In case you missed it, there’s a little under a week left to listen again to last night’s Radio 4 documentary on the Swiss assisted suicide movement: follow this link. For what it’s worth, I couldn’t help thinking that it was a little scare-mongering and tabloid. (So the mentally ill or non-terminal might be able to access AS; maybe even the not-ill-at-all. Woo-hoo. I don’t really see why that should have to be a problem. At the very least, it seems to display a shoddy blanketing of all those with mental illness as being, like, CRAZY ALL THE TIME. Not so. It seems perfectly reasonable to imagine, say, a schizophrenic or bipolar person deciding calmly that they no longer want to live this kind of life – and the mere fact that, strictly speaking, they have a mental illness is neither here nor there for most of the time. Granted, you might want to assist with suicide during a psychotic episode – but there’s more to it than that.)

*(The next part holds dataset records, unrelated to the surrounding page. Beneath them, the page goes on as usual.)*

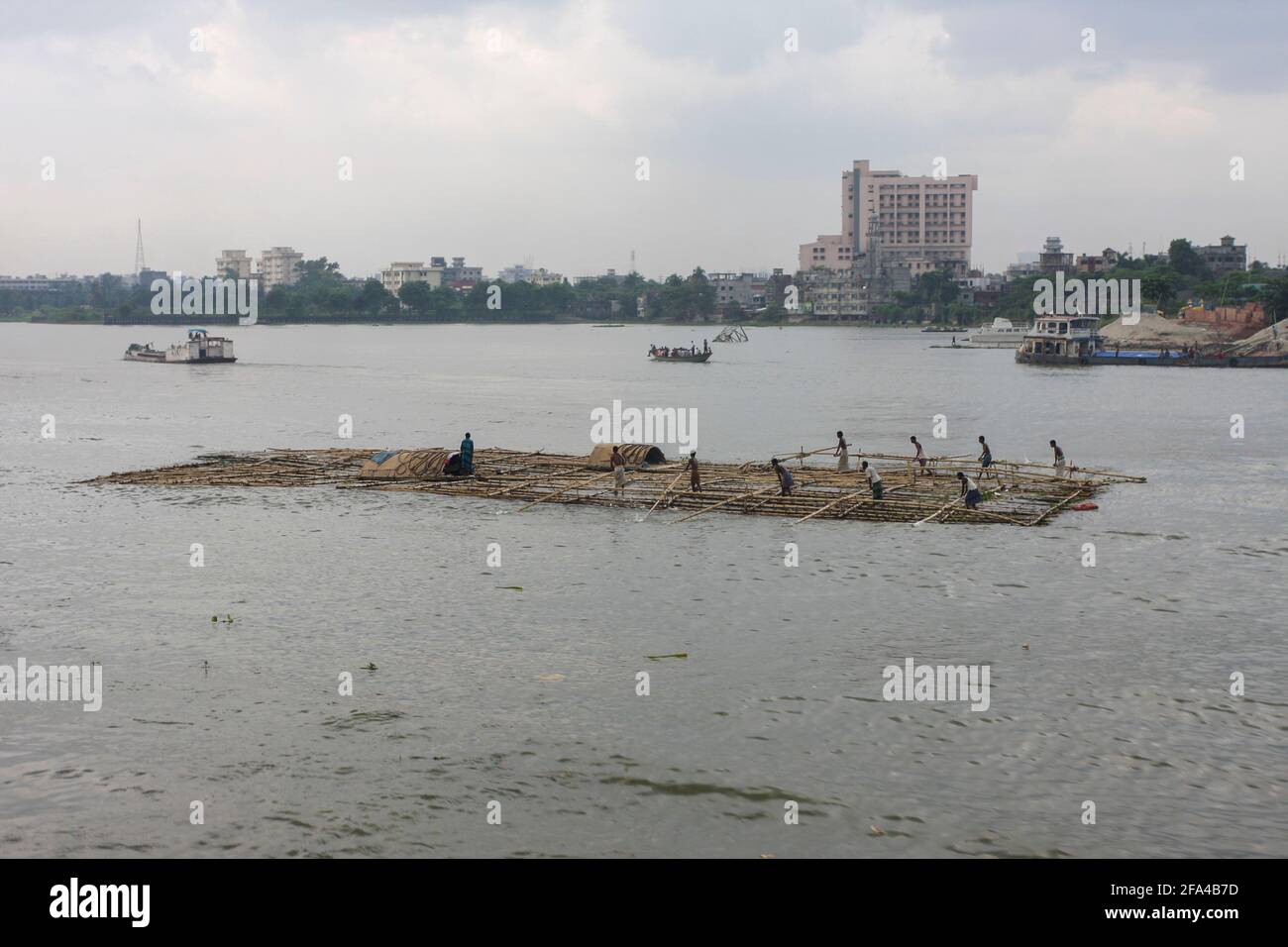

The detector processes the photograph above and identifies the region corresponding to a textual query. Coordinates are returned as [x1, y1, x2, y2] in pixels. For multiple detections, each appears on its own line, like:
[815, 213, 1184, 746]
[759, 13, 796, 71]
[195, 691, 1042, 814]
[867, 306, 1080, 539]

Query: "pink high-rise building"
[799, 161, 979, 273]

The programme gets a reasonable write-up in The Times – with, unsurprisingly, extra comments from people like Care not Killing and Dignity in Dying. Sarah Wootton, of the latter organisation, is quoted as saying that
We believe the law should change in the UK to allow terminally ill, mentally competent, adults to have the choice of an assisted death but we are also very clear that should be within a strict framework of legal safeguards. I am very concerned about Dignitas. Mental competence is an essential precursor to an assisted death and we are absolutely immovable on that. We need to give a clear signal that to assist non-terminally ill adults to die is wrong.
Well, yes: legal safeguards are probably in order. But I find myself siding with Dignitas’ Ludwig Manelli here – why the terminal illness criterion? (Apologies for the blatant spamming, but this is a question I’ve raised elsewhere.) If a person wants to cash in their chips and they’re competent, and if there’s someone who’s willing to help, then why not let them?